The last seven-game losing streak for the Dodgers came June 24-30, 2012.

Six-game losing streaks have a way of sucking the fun out of a clubhouse. The Dodgers, however, are trying to combat this through repetition, as they have already has two six-game losing streaks this season.

"We're frustrated. Losing sucks. Wins are a lot more fun," starting pitcher Josh Beckett said after Tuesday's night's 5-3 loss to the Diamondbacks. "You'd think the wins would come by, maybe not easier, but a bit more frequently. There is definitely a lot of frustration with that."

The wins were definitely expected more frequently from a team with a payroll north of $230 million, the largest payroll in MLB history.

"It's obviously frustrating to lose six in a row two different times already in what, 32 games? It's hard to imagine this club playing like that," said manager Don Mattingly. "You just bang your head against the wall."

Mattingly might want to reconsider banging his head against the wall as, fair or not, he might not be on the company health plan for too much longer, especially if the Dodgers continue losing.

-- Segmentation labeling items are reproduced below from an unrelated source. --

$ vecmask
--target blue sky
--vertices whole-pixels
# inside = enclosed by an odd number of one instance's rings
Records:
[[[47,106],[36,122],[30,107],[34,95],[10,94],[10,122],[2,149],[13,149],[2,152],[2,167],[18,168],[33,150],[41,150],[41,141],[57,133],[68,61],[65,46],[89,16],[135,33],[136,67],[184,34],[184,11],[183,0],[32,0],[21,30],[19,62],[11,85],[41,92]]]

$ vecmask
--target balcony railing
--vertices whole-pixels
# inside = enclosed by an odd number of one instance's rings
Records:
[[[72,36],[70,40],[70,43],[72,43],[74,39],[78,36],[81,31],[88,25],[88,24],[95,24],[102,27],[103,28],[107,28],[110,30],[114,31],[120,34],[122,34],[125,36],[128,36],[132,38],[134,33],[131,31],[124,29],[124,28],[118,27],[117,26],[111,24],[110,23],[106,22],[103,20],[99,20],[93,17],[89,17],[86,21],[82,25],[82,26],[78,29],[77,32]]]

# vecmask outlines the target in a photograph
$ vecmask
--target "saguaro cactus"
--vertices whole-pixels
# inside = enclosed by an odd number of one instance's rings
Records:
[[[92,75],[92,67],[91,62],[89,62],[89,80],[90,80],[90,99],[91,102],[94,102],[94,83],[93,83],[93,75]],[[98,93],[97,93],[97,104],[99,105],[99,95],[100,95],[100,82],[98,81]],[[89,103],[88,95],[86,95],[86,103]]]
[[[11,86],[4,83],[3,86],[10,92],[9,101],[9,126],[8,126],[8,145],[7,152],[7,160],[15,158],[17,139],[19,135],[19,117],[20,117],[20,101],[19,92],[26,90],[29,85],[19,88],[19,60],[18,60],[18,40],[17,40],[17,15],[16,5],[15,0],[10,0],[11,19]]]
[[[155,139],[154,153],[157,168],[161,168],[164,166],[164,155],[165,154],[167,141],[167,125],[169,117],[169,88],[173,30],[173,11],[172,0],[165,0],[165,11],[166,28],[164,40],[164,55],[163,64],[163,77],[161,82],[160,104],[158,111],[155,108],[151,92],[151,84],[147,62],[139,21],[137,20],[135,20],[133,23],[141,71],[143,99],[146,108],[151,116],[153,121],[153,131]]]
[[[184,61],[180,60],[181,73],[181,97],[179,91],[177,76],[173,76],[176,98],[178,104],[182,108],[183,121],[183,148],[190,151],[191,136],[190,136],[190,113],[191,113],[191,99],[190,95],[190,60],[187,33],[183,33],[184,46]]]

They are 13-19 and Ken Gurnick of MLB.com found an amazing stat:

It gave the Dodgers a second six-game losing streak this early in the season for the first time in more than a century.

The last time it happened was 1912, 101 years ago, the year that Fenway Park opened and the Titanic sank. The Dodgers went 58-95 that season. It's unknown what the payroll was in 1912, but it wasn't $230 million like this year.

Two six-game losing streaks in the first 32 games is not something a Dodger team has done in 101 years. What is it with six-game losing streaks that bring out the 'T' word, anyway? Back on Apr. 21, the first six-game losing streak, Dylan Hernandez of the Los Angeles Times used this lede to his game story:

This is starting to look familiar.

When the Titanic sank, there was a Guggenheim on board.

Benjamin Guggenheim's family went on to found an investment company that now owns the Dodgers, who are watching water gush into the corridors of their star-adorned, $230-million ocean liner.

But perhaps the references to the Titanic are fitting, because Mattingly and the front office seem prepared go forward with the same old ship, with minimal changes to the roster.

"It's going to be the same pieces. Just because you move them around, it's the same furniture," Mattingly said.

Ultimately the Dodgers' big guns do have to start firing, but that doesn't make the lack of little improvements any less maddening. Yes, Tim Federowicz, Scott Van Slyke, and probably Alex Castellanos should be on the roster over Ramon Hernandez, Luis Cruz, Justin Sellers, and/or Elian Herrera. But in the big picture, if Matt Kemp and Andre Ethier don't hit then the team isn't going anywhere anyway.

"We've got to buckle up. You just have to turn it around. The guys in that locker room have had success, and they haven't had success just by showing up and playing," Mattingly said. "They've had to have a determination and a fight in them to get to this level. You can say all the cliches, but you've got to buckle up and get tough. And just get past it.

"Once we get past all that smoke and mirrors, we've got to perform."

Starting Wednesday night. Or a certain wall might have a few more head-sized dents in it.